Dic 112011
 

Le Nevi del Kilimangiaro, regia di Robert Guediguian, con Ariane Ascaride, Jean Pierre Darroussin, Gerard Meylan, Marilyne Canto, Gregoire Leprince-Ringuette. Francia, 2011, 107 minuti.

★★★☆☆

Robert Guediguian, il regista marsigliese già autore di opere realistiche sulla classe operaia francese e sulle sue condizioni di vita (si ricorda l’ottimo “La Ville est Tranquille”) torna ad indagare il disagio sociale dei tempi della crisi, che investe anche la Francia, sia pure in misura meno grave di altri Paesi.
Fermamente convinto della necessità di dare voce agli emarginati e di esplorarne le tematiche, torna con questa nuova opera, a raccontarci di operai messi in mobilità, tra cui Michel, un sindacalista della CGT, che a seguito di un sorteggio cui poteva agevolmente sottrarsi, si ritrova, non ancora sessantenne, fuori dalla fabbrica, insieme ad una ventina di altri operai.
La vita cambia improvvisamente, ma il buon rapporto con la moglie, cui lo legano trent’anni d’amore, e la presenza di due figli e tre nipotini, lo aiuta ad ammortizzare lo sconcerto dovuto alla nuova condizione di disoccupato.
Le sue giornate scorrono nonostante tutto serene, anche per la costante presenza di buoni amici e parenti, ma vengono sconvolte da una rapina brutale ed improvvisa, in cui resta coinvolto insieme alla moglie, alla sorella ed al cognato.
Oltre al denaro, vengono sottratti alla coppia anche i biglietti per l’Africa, che i figli avevano donato loro per il trentennale del matrimonio; Michel si mette subito e con decisione alla ricerca dei colpevoli, e per un caso fortuito ne scopre uno, anch’egli operaio della sua azienda, molto giovane, e licenziato insieme a lui.
Lo denuncia, ma i sensi di colpa si affacciano prontamente: lo va a trovare in carcere, ma ottiene dal ragazzo solamente sarcasmo e riprovazione, per la qual cosa lo colpisce con uno schiaffo.

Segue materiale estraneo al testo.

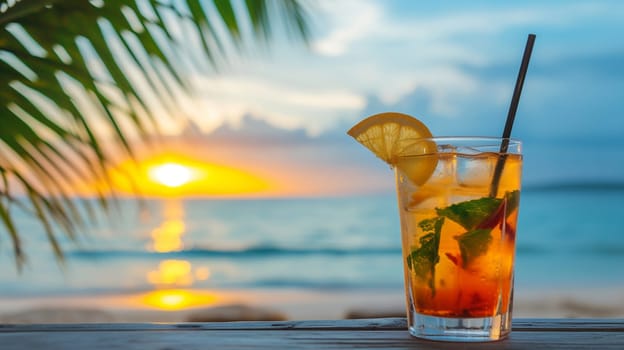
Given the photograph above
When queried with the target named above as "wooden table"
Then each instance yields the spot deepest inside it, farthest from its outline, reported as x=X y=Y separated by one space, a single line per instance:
x=386 y=333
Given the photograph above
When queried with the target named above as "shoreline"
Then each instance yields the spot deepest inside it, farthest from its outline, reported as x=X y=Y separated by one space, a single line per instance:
x=281 y=304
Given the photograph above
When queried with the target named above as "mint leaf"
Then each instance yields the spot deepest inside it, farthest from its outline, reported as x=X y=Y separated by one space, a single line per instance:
x=423 y=259
x=470 y=214
x=473 y=244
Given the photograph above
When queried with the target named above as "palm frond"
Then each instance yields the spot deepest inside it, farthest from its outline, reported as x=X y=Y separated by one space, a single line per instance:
x=74 y=74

Sopraffatto ancora di più dal rimorso e consapevole della drammatica situazione familiare di lui, fratello maggiore di altri due ragazzini, abbandonati dai genitori, di cui da anni si occupa, non rimane insensibile, e comincia a prendersene cura, scoprendo che la moglie lo faceva già da tempo silenziosamente.
Un realistico dramma sociale, che ha però il grande merito di non scadere nella pesantezza e nella retorica, dipingendo con un sorriso e con l’ironia le vicissitudini dei ceti emarginati dalla crisi, descrivendo, nel contempo, le grandi capacità di ascolto e di accoglienza di cui la famiglia di Michel si rende protagonista. Il tono è leggero e piacevole, ed è eccellente la descrizione dei caratteri, la grande generosità del protagonista, la saggezza della moglie, figura di donna solare e positiva. Le loro vite sono espressione di quella indelebile solidarietà acquisita nelle lunghe lotte per i diritti sociali che negli anni settanta segnarono nel mondo del lavoro la Francia e l’Europa intera.

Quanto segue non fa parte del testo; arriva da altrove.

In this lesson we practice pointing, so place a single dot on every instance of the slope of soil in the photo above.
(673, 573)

Il cinema di Guediguian ha il segno dell’etica, della solidarietà umana, dell’accoglienza nei confronti dei diversi: può sembrare un pò consolatorio, ma nel descrivere la vita dei proletari di Marsiglia, sa mirabilmente unire realismo e romanticismo, rendendo omaggio al bel poema di Victor Hugò che dà il titolo al film.
Egli è certamente un cineasta militante, e non dissimula affatto l’empatia con i personaggi delle sue storie, che appaiono spesso idealizzati, ma ha la capacità di descrivere minuziosamente il quotidiano, di saper cogliere comunque, con ironia e piacevolezza, il lato bello delle piccole cose.
La sua poetica tende a sottilineare che, al di là dei drammatici avvenimenti che travolgonno ormai costantemente la vita dei più deboli, rimane sempre una piccola luce, che nessuno potrà mai spegnere: la dignità.